Öncelikle yapılan transferlere kısaca bir göz atalım. Daha ilk yarı maçları tamamlanmadan ismi Cimbom’la ayyuka çıkan Ryan Donk, transfer sezonunun başlamasıyla beraber Florya’nın yolunu tuttu. Şota’nın kendisi için yaptığı ‘Barcelona’ya gitsem alırdım’ açıklaması ne kadar inandırıcıysa, Galatasaray taraftarı da finansal olarak bu transferi makul gördü, hele sözleşmesi biten bir futbolcu için. Ancak, kendisi yine de Galatasaray’da Melo’nun gidişinden beri şifa bulunamayan defansif ön libero problemi için ağrı kesici oldu diyebiliriz.
Bir diğer transfer ise ismine yabancı olmadığımız Martin Linnes oldu. Hem sağ bekte hem de sağ kanatta oynayan bu kalitede bir futbolcunun ilk 11’de sıkça şans bulması, Galatasaray taraftarına keşke sezon başında Großkreutz yerine onu alsaydık dedirtir diye düşünüyorum. Asistleriyle iyi bir başlangıç yapan Linnes’in, adaptasyon dönemini de iyi geçirirse, kısa sürede daha verimli olacağından şüphem yok.
Transfer döneminin kırılma noktası olan UEFA bildirimi sonrasında Burak Yılmaz, Fernando Muslera ve Wesley Sneijder çoğu medya organında satılığa çıkacak futbolcular olarak gösterildiler. Muslera’nın hakkında ciddi tekliflerin bulunmaması, ve Sneijder’in menajerinin bu iddiaları yalanlaması [2] eminim birçok Galatasaray taraftarının yüreğine su serpmiştir. Aslında bu mesele benim açımdan oldukça basit: Muslera veya Sneijder’i elden çıkarmak, Galatasaray’ı Kupa 1 takımı olmaktan çıkarmakla eşdeğer. Bu gerçekliğe rağmen ‘Finansal Fair Play’ gibi bir bahane ile bu oyuncularla bir yol ayrımını çoğu Galatasaray taraftarı ‘ihanet’ olarak addedecektir. Burak konusu ise daha farklı ve hem taraftarı, hem de yönetimle teknik heyeti bölmüş durumda. Şahsi fikrim, Mustafa Denizli’nin oyuncusunu sezon sonuna kadar takımda tutacağı yönünde –bu durum Burak’ın kariyeri ve Galatasaray’ın mali tablosu için daha kötü olsa bile.
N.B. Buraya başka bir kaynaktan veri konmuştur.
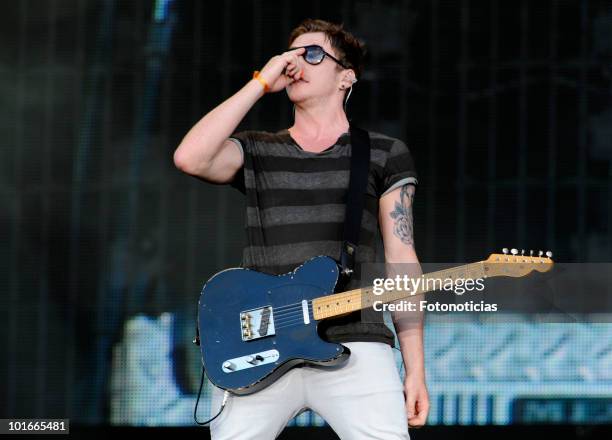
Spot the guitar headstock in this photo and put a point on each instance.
(514, 265)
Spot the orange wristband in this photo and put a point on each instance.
(261, 80)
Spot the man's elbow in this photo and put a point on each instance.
(186, 164)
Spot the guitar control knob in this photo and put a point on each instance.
(253, 359)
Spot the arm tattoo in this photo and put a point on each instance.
(402, 215)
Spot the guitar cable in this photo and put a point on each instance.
(195, 411)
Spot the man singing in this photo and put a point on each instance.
(295, 182)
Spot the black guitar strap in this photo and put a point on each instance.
(358, 180)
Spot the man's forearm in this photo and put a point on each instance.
(410, 335)
(409, 324)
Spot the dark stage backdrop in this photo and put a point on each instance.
(506, 107)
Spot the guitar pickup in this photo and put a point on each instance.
(257, 323)
(250, 361)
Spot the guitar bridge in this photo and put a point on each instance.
(257, 323)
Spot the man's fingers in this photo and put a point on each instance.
(416, 421)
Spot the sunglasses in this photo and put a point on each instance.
(314, 54)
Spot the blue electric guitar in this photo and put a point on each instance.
(254, 326)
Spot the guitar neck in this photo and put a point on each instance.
(358, 299)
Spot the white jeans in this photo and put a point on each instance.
(361, 399)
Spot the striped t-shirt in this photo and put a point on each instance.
(295, 208)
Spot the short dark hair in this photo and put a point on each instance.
(349, 50)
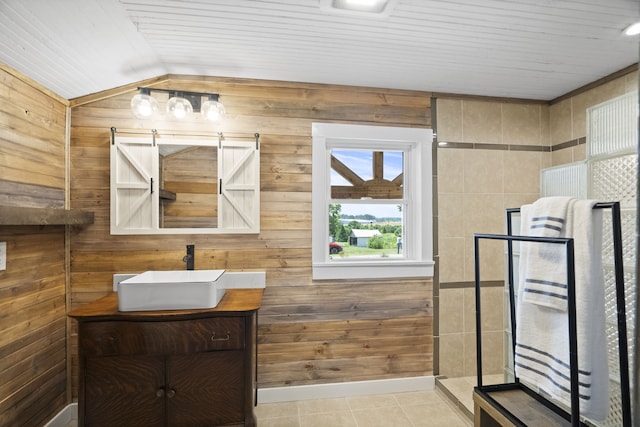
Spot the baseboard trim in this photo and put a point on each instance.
(303, 392)
(64, 417)
(354, 388)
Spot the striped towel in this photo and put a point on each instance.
(545, 282)
(542, 332)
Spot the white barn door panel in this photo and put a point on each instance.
(133, 196)
(239, 173)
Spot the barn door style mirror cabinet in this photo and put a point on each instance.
(173, 184)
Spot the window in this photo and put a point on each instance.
(372, 214)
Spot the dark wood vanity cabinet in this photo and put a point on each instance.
(168, 368)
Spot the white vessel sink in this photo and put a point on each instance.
(171, 290)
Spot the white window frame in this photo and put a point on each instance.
(418, 220)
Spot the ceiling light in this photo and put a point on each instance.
(633, 29)
(369, 7)
(143, 105)
(180, 104)
(212, 110)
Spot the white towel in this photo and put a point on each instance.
(542, 333)
(545, 282)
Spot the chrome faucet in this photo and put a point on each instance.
(189, 258)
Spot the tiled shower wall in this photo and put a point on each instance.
(491, 162)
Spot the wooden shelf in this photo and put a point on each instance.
(13, 215)
(509, 405)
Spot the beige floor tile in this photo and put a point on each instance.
(430, 416)
(273, 410)
(418, 398)
(279, 422)
(322, 406)
(374, 401)
(332, 419)
(382, 417)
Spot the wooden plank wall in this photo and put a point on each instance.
(309, 332)
(33, 374)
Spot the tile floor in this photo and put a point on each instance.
(413, 409)
(460, 390)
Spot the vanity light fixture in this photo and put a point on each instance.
(633, 29)
(368, 7)
(212, 109)
(179, 105)
(143, 104)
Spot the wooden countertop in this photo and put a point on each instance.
(234, 301)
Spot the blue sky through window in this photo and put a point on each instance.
(361, 163)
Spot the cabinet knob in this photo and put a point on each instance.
(227, 338)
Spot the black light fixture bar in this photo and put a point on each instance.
(195, 98)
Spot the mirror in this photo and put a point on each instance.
(162, 185)
(188, 186)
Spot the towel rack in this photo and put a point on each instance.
(574, 417)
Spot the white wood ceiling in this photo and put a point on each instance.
(536, 49)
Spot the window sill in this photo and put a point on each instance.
(372, 269)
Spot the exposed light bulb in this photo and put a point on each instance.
(143, 105)
(364, 3)
(179, 107)
(633, 29)
(212, 110)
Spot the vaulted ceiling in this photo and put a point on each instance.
(534, 49)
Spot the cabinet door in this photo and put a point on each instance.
(205, 389)
(124, 391)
Son olarak ikinci devre Galatasaray (ve yönetimi) için ne anlama geliyor sorusunu cevaplandırmak lazım. Mevcut yönetim sezona başlarken önce oldukça fazla ses getiren transfer söylentilerine sus demedi, Podolski’den sonra ise yıldız oyuncu alımı değil satımı başladı. Finansal Fair Play kriterleri bu operasyonları açıklamakta en sık kullanılan terimlerden biri olmasına rağmen, her nasıl olduysa teknik direktör değişimi sonrası bir cömertlik furyası baş gösterdi. UEFA’nın bildirim yapacağı ve gözünün üstümüzde olduğu bilinmesine rağmen, ligdeki durumu düzeltmek adına yapılan bu hamleler, şimdi Avrupa’dan men edilmek gibi –Galatasaray için korkunç– bir cezayı tartışmamıza sebep. Kısacası, eğer ligde istenen başarı elde edilemez ve UEFA’dan da bir men cezası gelirse, mevcut yönetimi ne verilen kefaletler kurtarabilir ne de divan kurulunda yapılacak ‘kotamızı aşmışız’ diye bir konuşma.
Referanslar
[1] http://www.hurriyet.com.tr/uefadan-galatasaraya-kotu-haber-40042197
[2] https://www.ntvspor.net/haber/futbol/148206/kaliyor-mu-gidiyor-mu
Not: Resimler sırasıyla galatasaray.org, fanatik.com.tr ve webaslan.com sitelerinden alınmıştır.